美晴の方も瑠理香の破壊力は知っているが、今は同じ大きさなのでもし上位種では無くてもすっごく痛いくらいだろうと思っていた。
高さ100mの天井すれすれに立ち上がったふたりの女の子が正対しているのは圧巻の光景だ。そのうちのひとり、瑠理香が構えを取る。

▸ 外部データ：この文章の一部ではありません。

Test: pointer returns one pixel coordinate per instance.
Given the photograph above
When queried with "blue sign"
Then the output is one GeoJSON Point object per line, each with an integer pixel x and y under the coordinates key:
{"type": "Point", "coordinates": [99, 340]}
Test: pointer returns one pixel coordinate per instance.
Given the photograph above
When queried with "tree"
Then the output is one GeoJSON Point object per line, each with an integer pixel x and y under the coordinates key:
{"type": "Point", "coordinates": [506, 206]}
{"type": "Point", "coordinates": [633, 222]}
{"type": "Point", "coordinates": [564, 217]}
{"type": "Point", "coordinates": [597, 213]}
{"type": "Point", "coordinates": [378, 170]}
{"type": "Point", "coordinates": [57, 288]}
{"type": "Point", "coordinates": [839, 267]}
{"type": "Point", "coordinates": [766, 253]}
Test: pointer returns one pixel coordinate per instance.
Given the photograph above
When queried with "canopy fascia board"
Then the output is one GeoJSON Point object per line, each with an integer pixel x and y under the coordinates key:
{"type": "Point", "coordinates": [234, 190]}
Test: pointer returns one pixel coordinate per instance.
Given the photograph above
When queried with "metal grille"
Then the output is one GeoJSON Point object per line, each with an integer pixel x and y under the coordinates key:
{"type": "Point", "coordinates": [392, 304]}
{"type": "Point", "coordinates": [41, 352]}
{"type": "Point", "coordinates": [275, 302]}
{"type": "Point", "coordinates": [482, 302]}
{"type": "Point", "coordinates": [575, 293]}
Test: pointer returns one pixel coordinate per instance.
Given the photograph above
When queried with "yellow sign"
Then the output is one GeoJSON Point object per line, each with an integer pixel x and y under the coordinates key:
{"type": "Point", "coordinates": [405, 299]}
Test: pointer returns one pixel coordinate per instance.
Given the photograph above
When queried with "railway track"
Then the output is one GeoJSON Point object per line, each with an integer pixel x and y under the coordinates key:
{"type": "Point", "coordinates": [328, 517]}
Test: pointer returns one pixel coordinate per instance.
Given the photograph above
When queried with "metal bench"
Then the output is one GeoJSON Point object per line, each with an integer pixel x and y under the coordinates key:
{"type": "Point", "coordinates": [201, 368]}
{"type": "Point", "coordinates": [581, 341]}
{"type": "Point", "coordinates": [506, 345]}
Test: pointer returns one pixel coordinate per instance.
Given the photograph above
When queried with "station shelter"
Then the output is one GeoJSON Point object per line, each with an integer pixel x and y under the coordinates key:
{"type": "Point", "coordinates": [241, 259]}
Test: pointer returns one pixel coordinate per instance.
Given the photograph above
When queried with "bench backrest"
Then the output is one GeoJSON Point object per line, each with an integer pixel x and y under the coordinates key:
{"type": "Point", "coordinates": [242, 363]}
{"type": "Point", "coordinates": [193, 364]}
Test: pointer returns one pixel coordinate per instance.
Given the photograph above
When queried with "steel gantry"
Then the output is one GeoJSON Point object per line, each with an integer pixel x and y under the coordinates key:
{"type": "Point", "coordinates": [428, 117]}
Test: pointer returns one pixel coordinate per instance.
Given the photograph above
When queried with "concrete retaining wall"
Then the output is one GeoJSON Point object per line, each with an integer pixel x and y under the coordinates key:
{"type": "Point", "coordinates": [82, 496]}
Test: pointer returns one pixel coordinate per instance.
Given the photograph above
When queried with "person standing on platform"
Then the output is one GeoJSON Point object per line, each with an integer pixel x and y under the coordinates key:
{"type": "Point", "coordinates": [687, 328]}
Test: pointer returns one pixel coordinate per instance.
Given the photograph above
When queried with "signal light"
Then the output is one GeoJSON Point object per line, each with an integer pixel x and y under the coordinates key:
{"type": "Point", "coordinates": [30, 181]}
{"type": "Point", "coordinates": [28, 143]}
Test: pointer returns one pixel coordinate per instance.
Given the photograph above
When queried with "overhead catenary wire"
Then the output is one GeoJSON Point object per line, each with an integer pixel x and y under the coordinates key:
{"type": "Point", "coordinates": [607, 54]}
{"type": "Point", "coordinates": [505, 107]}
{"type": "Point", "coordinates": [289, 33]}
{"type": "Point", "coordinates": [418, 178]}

実は瑠理香は小学生の時に空手道場に通っていて、黒帯寸前までいったほどの実力なのだ。
「じゃあ、いくよっ!」
瑠理香のその声に、美晴も全身に力を込める。
「せいっ!」
ズンッ!
正拳突きが見事に美晴の腹に突き刺さり、同時に衝撃が部屋全体を襲い、壁にいくつかのひび割れを作り出した。そして数秒の沈黙・・・
「ったぁいっ!!!」
瑠理香が右拳を庇うようにして蹲った。その姿を見下ろして、美晴はポカンとしている。
「今の本気・・・だよね。」
部屋の状態を見れば凄まじい威力だということは一目瞭然だ。『ビル割り』と称して瓦割りの要領でビルを木端微塵に破壊するのを何回も見せつけられていたのと同じ、いや、それ以上の破壊力だろう。
確かに殴られた感触はあった。だが、まったく痛くなかったのだ。別に美晴の腹筋がバキバキになっている訳でもないのに、巨人の本気の突きが軽く撫でられた程度にしか感じなかった。
(私って本当に上位種なんだ・・・)
「ごめんねぇ、大丈夫?」
声をかけられて顔を上げた瑠理香は、まるで怯えた子猫のようだった。